Per favorire la “riqualificazione delle strutture carcerarie per allineare sempre di più i luoghi dell’esecuzione penale intramuraria alla funzione costituzionale di responsabilizzazione del detenuto in una reale visione di reinserimento sociale e recupero personale” l’ultima Commissione per l’architettura penitenziaria risalirebbe a quella promossa dal ministro Alfonso Bonafede.
Non sappiamo se la relazione redatta anni fa sarà consegnata al ministro Carlo Nordio o al viceministro Sisto. Confidiamo che al Ministero non si vogliano ricalcare soluzioni tecniche precotte, in parte ancora ispirate agli Stati generali della Giustizia, promossi nel 2015 dal ministro Andrea Orlando – da considerare buone per qualunque altra e diversa visione penale. Valide soluzioni metodologicamente sostenibili redatte da esperti riguardanti il recupero e il restauro dell’esistente o, in alternativa, nuove costruzioni di carceri sono ancora oggi tutte da inventare e da proporre in un Piano strategico nazionale.
Purtroppo, nonostante il cambiamento di diversi ministri, c’è da domandarsi quali siano i criteri che hanno visto regolarmente riconfermati nel tempo sempre gli stessi componenti nelle diverse commissioni e tavoli tecnici che, peraltro, sulla complessa tematica di che trattasi, nulla hanno prodotto di realmente significativo. In tal senso è appena il caso di domandarsi perché non si sia ricorsi, come di buona norma lo Stato dovrebbe fare, a selezioni obiettive riferite a bandi, concorsi, titoli specifici, pubblicazioni, saggi, progetti, attività umanitarie e di sostegno al diritto e alla pratica dell’esecuzione penale? In effetti non sarebbe male sapere se coloro che hanno ripetutamente partecipato a questi tavoli abbiano maggiore esperienza di altri o se invece abbiano acquisito una sorta di diritto permanente per aver partecipato a precedenti commissioni voluti dal Ministero. Salvo piccole varianti, le componenti tecniche che nel tempo partecipano ai diversi Comitati di studio sembrano essere sempre le stesse. C’è da supporre che solo per facilità amministrativa il Ministero della Giustizia in passato abbia voluto quasi sempre riproporre identiche rappresentanze.

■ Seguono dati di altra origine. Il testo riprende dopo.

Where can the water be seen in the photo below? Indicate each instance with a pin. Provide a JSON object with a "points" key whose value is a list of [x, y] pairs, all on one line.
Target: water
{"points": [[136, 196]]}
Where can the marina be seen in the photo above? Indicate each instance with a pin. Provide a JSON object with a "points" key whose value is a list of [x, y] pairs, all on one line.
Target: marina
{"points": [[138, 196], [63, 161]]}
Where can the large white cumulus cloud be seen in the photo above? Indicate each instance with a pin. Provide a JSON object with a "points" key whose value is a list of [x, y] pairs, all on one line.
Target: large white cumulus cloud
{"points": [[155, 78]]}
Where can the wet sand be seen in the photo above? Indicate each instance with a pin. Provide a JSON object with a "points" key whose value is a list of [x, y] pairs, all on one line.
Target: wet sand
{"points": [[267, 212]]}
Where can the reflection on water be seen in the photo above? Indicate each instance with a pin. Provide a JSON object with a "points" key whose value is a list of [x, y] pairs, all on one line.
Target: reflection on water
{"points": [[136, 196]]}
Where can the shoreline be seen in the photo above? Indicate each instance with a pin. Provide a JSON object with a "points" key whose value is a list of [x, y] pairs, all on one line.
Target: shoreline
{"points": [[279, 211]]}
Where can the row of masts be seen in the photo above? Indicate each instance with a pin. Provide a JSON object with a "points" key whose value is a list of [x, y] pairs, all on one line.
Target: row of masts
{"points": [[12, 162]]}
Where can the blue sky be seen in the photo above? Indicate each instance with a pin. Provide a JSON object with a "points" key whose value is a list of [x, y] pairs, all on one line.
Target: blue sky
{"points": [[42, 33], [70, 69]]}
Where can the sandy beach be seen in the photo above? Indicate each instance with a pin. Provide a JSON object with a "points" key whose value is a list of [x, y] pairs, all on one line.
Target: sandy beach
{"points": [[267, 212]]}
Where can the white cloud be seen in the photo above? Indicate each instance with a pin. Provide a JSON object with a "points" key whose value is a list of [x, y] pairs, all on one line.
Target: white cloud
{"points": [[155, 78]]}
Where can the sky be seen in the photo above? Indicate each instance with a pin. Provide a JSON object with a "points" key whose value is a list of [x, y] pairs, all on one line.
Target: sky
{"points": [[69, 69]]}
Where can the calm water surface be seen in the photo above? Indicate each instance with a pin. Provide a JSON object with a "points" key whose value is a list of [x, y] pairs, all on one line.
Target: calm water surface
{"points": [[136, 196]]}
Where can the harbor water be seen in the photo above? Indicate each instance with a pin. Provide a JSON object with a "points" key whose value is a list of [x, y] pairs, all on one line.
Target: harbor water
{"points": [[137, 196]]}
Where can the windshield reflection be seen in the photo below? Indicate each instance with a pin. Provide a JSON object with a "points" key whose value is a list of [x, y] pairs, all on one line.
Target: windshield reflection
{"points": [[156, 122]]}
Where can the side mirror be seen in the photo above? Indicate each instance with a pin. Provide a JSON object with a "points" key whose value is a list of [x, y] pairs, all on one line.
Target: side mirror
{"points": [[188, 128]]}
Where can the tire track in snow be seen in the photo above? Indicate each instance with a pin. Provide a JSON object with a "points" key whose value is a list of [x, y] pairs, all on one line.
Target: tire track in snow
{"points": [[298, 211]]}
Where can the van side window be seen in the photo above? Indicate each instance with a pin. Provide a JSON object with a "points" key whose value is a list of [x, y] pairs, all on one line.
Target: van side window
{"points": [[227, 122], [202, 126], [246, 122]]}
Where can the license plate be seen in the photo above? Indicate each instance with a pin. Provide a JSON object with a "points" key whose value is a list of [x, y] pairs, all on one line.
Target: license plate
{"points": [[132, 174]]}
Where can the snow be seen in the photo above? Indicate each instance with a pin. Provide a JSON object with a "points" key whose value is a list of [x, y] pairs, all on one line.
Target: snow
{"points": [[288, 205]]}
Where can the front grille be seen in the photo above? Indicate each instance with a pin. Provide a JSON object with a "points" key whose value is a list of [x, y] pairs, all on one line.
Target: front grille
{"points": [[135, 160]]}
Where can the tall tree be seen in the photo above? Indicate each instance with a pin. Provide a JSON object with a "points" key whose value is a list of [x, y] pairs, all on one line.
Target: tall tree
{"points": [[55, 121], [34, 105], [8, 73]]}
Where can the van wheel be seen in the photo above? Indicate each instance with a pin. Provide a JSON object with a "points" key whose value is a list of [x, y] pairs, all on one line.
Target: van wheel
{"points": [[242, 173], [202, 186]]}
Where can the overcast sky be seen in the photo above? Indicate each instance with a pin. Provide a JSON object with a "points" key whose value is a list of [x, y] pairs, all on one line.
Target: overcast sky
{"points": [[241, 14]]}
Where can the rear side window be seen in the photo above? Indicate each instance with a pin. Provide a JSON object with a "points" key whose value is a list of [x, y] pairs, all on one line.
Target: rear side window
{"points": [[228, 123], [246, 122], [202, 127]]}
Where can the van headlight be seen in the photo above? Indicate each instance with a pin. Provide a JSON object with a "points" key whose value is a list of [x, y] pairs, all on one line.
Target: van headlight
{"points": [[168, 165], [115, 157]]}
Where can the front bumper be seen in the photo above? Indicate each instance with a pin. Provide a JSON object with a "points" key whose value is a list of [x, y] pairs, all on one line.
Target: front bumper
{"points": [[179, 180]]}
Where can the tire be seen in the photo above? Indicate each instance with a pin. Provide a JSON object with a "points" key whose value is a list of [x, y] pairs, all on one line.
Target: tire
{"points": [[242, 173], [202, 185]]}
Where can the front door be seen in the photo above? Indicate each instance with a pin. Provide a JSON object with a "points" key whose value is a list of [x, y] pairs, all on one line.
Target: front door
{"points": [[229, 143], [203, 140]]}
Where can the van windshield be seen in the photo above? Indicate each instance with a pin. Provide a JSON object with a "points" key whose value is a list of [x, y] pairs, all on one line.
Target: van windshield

Avendo ormai accertata nei fatti l’inutile speranza di fare passi avanti circa significativi miglioramenti nell’attuale condizione carceraria sarebbe logico, anche in questo caso, cambiare registro. Ingenuo è chi spera di guarire il malato avvalendosi sempre dello stesso medico se, dopo anni di presunta cura, il paziente è moribondo. Purtroppo nella compagine tecnica delle consulenze sembra ci sia ancora qualche sostenitore del già contestatissimo progetto destinato a suo tempo per il nuovo carcere di Nola: la più mostruosa ideazione di cui ancora forte è il ricordo di un modello carcerario oltre che costosissimo anche contrario a tutti i criteri più avanzati dell’esecuzione penale, sul quale il Ministero della Giustizia oggi farebbe bene a prendere opportune e definitive distanze ufficiali. Molti sono i difetti che in Italia legano la burocrazia e la politica al mondo professionale esterno dove, col tempo, si stabilizzano conoscenze, relazioni, consuetudini. Troppo spesso però si preferisce adagiarsi sulla più comoda ripetizione di consolidate procedure di appartenenza.
Il Governo del presidente Giorgia Meloni, come atto programmatico e simbolico, ha voluto ridefinire con la nuova locuzione il Ministero dell’Istruzione e del Merito. Giusto: speriamo che il Merito entri a pieno titolo anche negli altri Dicasteri.